The finger F forms a T-shaped extension 41 which extends downwardly beyond 
the abutment surface 31. The extension extends in cross-wise position to 
the blocking member 9, the feeler projections 8 of which sense the 
depressions 7 of the locking sleeves 6 (cf. FIG. 6). The end surface of 
the T-arm of the finger F which faces the lock housing wall 5 there forms 
a blocking shoulder 42. If the combination is incorrectly set, the latter 
cooperates with a mating shoulder 43 of the blocking member. The 
corresponding situation is shown in dash-dot lines in FIG. 3 (cf. the 
dot-dash lines in FIG. 6). The tilted position of the blocking member 9 
close to the bottom occurs when at least one of the feeler projections 8 
of the blocking member is prevented, from entering into the depression 7 
of a setting disk 13, thus rests against the further outwardly disposed 
blocking-sleeve collar 6'. In this blocking position which is shown in 
dot-dash lines a displacement of the actuating handle B to perform the 
opening stroke x would be out of the question. Due to the fact that in 
this connection also the end of the blocking member 9 which forms the 
mating shoulder 43 lies, at least when the combination is improperly set, 
in the inner wall of the direct vicinity of the lock-housing there, an 
active lock-case side supporting of the blocking member 9 can be utilized, 
as a result of which the blocking member is maintained free of greater 
loads. However, the coding stroke y can also not be carried out in this 
position since namely the other end surface 42' of the T-arm of the 
T-shaped extension 41, i.e. the end surface facing towards the hasp, would 
come against a second mating shoulder 44 of the blocking member 9, which 
second shoulder, in view of the T shape of the extension 40 selected, is 
present due to the notches obtained thereby. 
As a result of the different lengths of stroke between the opening stroke 
and the coding stroke, the cross arm of the T-shaped extension 41 is not 
seated symmetrically but rather eccentrically (see FIG. 3), so that a 
deeper insertion notch 45 for the opening stroke is present and a 
shallower insertion notch 46 is reserved for the coding stroke. 
The crosswise interengagement of the structural parts which control the 
coding-readiness position is reached in the manner that the extension 41 
of the finger F is of fork shape in its region of crossing with respect to 
the blocking member 9. The fork shape can be clearly noted from FIG. 10. 

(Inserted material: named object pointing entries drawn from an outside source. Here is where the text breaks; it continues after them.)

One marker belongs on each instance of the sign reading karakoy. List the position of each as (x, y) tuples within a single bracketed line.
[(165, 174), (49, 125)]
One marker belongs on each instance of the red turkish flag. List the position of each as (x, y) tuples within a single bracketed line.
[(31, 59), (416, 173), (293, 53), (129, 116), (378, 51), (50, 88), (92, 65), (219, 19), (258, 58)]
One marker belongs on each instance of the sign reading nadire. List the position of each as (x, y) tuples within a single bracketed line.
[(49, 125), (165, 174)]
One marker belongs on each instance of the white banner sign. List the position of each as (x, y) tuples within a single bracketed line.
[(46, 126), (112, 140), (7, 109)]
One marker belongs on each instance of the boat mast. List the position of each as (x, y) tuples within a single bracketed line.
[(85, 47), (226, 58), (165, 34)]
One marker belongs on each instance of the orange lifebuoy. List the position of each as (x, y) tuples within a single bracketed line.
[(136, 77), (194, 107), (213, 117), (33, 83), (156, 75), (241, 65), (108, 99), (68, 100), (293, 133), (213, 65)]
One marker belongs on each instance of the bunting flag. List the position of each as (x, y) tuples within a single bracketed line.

The fork slot Sch which is open on the lock-bottom side permits the 
lateral insertion of the formed part shown in this figure onto the shaft 
3. The notches 45 are closed on the lateral outside, particularly for 
reasons of stability and also furthermore for reasons of dependable 
removal from the mold. 
The shaft 3 can also be used as additional means of guidance for the 
stradling finger F. Otherwise the finger which is formed as a slide is 
guided together with the bottom side of the tongues 36 on a slide track 47 
formed by a reduction in cross section of the longitudinal walls 20 (see 
FIG. 6). Lying on these tongues 36, the latch slide 23 is also guided over 
a portion of its length. 
On the side of the front plate the finger F passes into an upwardly 
directed neck 48 which passes through the opening /O/ of the latch slide 
23 and an opening 49 of the front plate. The neck terminates with a split 
support plate, formed thereon, for an actuating cap 51 which is held fast 
in the way of the clip arrangement. The bent, freely extending section of 
the plate 50 is supported by a strut 52 having a reinforcing action which 
is formed thereon in the region of the inner corner. 
The lock case is sufficiently stable in itself but may furthermore be 
provided with a shell-like metal covering 53 which is clipped on at the 
bottom. It would have the advantage of covering the openings present as a 
result of the cutting free of the spring fingers 17.